PowerM™ – RFID Tags for Tracking Metal
(Click here to view the datasheet)
902-928 MHz (FCC)
or
865-868 MHz (ETSI)
96-bit EPC memory
720-bit on-chip user memory
64-bit tag unique identifier

150 x 69 x 8.6 mm
IP67 Rating
Operating temperature: -20 °C to +60° C
Humidity: 5%-95% non-condensing


PowerG™ – RFID Labels for General Purpose Logistics
(Click here to view the datasheet)
860-960 (Global)
96-bit EPC memory
720-bit on-chip user memory
64-bit tag unique identifier

85 x 54 x 0.9 mm
Operating temperature: -20 °C to +60° C
Humidity: 5%-95% non-condensing


PowerP – People Tracking RFID Tags
(Click here to view the datasheet)
860-960 (Global) 96-bit EPC memory
720-bit on-chip user memory
64-bit tag unique identifier
85 x 54 x 1.5 mm
Operating temperature: -20 °C to +60° C
Humidity: 5%-95% non-condensing

Our Battery-Assisted Passive (BAP) RFID Tags and Labels Performance Benchmark Tests

In fall of 2009, we performed benchmark testing of the PowerG and the previous version of the PowerM tag. The video of that testing appears at the end of this article. In this edition, we test the new version of PowerM, which has a five year battery life and an IP67 Rating. We compared the these BAP RFID tags to the most commonly used ISO 18000-6C durable tags and passive labels to understand just how much difference the battery makes.
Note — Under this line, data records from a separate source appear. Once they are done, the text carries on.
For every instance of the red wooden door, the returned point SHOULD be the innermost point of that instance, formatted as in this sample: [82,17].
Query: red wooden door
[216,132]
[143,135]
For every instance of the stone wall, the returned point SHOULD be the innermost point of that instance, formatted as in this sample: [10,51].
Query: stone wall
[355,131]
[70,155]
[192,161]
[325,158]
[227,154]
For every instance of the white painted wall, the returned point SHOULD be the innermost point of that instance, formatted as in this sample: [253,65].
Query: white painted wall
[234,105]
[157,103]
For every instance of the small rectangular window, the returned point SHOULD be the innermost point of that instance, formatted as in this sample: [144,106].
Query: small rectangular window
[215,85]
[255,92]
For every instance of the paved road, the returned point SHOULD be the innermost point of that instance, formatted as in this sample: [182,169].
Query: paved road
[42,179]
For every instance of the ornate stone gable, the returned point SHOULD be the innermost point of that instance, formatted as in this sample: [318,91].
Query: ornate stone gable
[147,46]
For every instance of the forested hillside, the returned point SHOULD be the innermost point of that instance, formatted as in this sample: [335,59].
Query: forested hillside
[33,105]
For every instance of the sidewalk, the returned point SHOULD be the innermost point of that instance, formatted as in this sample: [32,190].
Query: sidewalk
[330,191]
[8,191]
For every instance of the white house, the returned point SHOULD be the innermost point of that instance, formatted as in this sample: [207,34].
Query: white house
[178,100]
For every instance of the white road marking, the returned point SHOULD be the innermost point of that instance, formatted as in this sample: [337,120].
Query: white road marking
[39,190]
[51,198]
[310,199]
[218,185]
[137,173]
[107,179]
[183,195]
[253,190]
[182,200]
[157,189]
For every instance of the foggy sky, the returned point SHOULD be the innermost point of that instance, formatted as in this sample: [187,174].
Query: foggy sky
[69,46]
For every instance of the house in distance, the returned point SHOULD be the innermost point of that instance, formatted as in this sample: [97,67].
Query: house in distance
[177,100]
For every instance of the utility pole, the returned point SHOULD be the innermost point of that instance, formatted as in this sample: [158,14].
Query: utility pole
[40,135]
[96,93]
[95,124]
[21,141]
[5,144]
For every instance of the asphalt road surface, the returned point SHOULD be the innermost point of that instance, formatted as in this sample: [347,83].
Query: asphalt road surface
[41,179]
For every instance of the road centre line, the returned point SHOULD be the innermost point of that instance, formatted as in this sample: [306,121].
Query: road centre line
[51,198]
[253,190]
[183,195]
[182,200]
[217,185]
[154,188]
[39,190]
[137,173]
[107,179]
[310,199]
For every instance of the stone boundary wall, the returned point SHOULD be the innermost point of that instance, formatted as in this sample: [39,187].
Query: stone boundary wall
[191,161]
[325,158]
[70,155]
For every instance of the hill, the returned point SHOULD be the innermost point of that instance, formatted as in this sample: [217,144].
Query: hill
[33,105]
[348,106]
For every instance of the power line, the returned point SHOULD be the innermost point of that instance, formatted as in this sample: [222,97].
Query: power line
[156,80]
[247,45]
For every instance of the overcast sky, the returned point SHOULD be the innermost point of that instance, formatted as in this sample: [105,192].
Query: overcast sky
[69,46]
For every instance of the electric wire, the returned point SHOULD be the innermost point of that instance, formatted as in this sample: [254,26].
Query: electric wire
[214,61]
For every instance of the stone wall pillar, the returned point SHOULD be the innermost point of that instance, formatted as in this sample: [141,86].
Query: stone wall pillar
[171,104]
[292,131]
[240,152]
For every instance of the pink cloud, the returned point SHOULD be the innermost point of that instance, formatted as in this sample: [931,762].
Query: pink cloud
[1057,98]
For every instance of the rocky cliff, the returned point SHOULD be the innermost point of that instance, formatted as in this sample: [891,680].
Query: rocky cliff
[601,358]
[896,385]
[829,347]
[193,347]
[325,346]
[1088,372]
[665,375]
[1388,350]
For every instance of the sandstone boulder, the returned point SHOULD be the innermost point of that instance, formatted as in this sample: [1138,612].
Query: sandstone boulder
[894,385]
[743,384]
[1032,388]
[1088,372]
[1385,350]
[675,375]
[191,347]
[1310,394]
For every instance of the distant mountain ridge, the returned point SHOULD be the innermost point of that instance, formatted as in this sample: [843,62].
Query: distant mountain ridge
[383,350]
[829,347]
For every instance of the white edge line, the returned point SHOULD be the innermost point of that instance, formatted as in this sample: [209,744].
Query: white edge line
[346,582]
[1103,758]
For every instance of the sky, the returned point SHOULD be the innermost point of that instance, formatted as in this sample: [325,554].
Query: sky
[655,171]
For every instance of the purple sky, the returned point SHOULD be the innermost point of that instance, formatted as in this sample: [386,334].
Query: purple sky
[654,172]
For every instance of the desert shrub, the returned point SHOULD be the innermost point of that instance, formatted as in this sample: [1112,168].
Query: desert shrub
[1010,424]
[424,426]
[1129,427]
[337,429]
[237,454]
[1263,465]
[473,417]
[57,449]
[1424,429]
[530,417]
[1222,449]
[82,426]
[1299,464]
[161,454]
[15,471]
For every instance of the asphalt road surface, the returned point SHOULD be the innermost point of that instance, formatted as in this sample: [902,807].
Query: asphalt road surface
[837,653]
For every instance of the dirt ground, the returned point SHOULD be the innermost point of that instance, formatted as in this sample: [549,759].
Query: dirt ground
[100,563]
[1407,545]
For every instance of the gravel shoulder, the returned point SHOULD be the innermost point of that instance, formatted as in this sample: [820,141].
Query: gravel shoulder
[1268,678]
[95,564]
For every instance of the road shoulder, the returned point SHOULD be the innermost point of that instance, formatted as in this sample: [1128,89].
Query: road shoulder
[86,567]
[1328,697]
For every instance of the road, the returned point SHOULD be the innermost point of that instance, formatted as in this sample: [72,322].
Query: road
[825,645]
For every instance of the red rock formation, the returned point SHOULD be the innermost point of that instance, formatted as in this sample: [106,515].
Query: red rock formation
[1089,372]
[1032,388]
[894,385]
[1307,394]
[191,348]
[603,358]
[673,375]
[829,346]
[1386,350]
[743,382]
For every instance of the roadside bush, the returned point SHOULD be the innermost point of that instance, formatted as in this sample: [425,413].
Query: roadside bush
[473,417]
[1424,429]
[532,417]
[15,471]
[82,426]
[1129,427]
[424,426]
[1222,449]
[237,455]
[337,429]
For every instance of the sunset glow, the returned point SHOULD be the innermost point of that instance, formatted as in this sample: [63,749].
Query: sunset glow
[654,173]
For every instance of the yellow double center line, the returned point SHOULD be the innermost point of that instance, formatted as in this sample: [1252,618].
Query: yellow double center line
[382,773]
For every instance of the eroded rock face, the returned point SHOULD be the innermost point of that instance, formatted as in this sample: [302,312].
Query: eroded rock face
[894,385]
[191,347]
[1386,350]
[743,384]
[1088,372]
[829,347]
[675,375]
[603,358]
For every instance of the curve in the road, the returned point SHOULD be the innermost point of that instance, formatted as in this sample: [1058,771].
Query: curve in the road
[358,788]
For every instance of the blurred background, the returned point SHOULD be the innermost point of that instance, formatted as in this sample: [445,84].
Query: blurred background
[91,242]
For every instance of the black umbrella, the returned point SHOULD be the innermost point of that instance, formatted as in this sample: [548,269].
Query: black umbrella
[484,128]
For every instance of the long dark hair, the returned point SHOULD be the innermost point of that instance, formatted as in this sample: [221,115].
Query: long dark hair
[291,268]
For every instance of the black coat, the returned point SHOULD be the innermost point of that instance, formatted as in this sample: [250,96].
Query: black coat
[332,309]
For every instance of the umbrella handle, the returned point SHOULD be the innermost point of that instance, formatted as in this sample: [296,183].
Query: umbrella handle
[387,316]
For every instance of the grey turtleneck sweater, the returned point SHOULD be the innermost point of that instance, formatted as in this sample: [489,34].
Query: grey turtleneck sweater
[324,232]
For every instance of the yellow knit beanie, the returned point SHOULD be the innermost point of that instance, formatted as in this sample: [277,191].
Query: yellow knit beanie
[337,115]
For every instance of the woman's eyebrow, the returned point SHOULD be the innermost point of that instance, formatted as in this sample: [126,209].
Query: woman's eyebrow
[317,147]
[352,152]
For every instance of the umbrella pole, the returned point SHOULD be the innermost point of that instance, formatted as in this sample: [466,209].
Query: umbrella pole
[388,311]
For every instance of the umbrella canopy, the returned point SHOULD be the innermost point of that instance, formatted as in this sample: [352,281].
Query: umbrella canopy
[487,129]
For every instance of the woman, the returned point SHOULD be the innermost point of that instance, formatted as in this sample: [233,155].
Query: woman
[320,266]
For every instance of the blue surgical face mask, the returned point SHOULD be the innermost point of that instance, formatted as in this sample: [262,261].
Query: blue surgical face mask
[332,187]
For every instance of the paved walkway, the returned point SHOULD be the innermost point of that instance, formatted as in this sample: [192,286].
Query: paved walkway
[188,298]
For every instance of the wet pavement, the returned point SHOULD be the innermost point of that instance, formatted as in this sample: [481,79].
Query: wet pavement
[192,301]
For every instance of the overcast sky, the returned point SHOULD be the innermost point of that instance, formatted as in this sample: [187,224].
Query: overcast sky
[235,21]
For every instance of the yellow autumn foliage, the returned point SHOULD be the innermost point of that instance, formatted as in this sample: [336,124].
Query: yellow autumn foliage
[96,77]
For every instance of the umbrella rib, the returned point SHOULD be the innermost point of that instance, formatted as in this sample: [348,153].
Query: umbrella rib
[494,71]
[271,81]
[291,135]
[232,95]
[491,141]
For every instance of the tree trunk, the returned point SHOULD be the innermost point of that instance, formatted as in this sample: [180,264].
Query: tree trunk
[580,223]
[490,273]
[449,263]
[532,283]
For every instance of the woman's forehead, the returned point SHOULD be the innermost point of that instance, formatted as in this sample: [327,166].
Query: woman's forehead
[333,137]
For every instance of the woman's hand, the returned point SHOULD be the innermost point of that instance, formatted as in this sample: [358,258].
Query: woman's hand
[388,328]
All tests are designed based on real-world scenarios that a tag will encounter. At least three trials of every test is performed. When possible, a different tag is used for each test in order to account for production variances. This also eliminates having a really good tag or a really bad tag that skews the results. Although tags may read briefly at further distances, each tag must maintain a 3 second read before the distance results are recorded. In some cases a tag would be read very briefly at a much greater distance than the recorded result demonstrates. Our team selected 3 seconds because it helps to eliminate tags reads resulting from stray reflections. After extensive testing by our team of experts, the results were captured and the averages are calculated and published below.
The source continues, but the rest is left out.